The UX of Social Media

Investigations into the social media user experience

User Experience and Profitability

First, a basic assertion: positive user experience depends on simplicity, user satisfaction, and brand loyalty, which means increased profits.

Let’s unravel that. Usability is a measure of quality, but it is in part subjective. Whoa, you say, I’m not paying real money for a feeling. Well, that is the definition of UX. People prefer one product over others, give recommendations, and make purchase decisions largely due to the way they feel about it.

More concretely, user experience is strongly connected to the time it takes to complete a certain action, including wrong turns, recovering from errors, consulting help documentation, and so on. Those actions are completely non-productive. People don’t like the feeling of being frustrated, and are sharply aware when they are wasting time with a bad design. Website usability is determined by users’ ability to avoid navigation errors and deal with new information.

Can you sell a product based on the time a task requires? You bet you can.

Discoverability, learnability, and efficiency.

All of those are time factors. The key to all is basic human nature: users will grant you a small time slice in which to earn their trust before they move on. And if we are learning anything from the social networking hubs that are emerging, trust is the core of network participation.

OK I grant you the following is old stuff. But water hasn’t changed much in the last seven years, either.

Jakob Nielsen completed a study in 2003 which concluded:

“Development projects should spend 10% of their budget on usability. Following a usability redesign, websites increase desired metrics by 135% on average; intranets improve slightly less.”

A project can conduct usability testing iteratively, beginning with paper wireframes, sharpen focus on the user group, and catch design problems. It doesn’t have to cost a lot to be effective.

The Nielsen study collected data from 863 redesign projects which employed usability activities, and found that costs of those activities were around 10% of the total budget. But this data revealed a non-reciprocal cost curve: the larger the project, the smaller the usability cost percentage, sometimes a low as 4%.

Repeat: The larger the project, the smaller the percentage cost of usability.

The Nielsen study reviewed data from 42 redesign projects where like usability metrics were available for both the original and revised system. They found that usability increased by 135% or higher. That means, if the original usability was 1.00, then usability of the revised system was over 2.35.
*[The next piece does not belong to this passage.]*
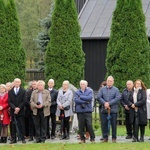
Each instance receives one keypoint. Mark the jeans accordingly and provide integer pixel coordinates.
(106, 125)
Nielsen found average improvements in sales and conversion rate of 100%, traffic and visitor counts of 150%, user performance and productivity increased to 161%, and use of specific features of 202%

Numbers and stats – blah blah blah. But it all comes down to the fearless predictions made clearly by UX professionals over the last ten years… companies who build user experience design into the way they create products are the literal butt-kickers of tomorrow.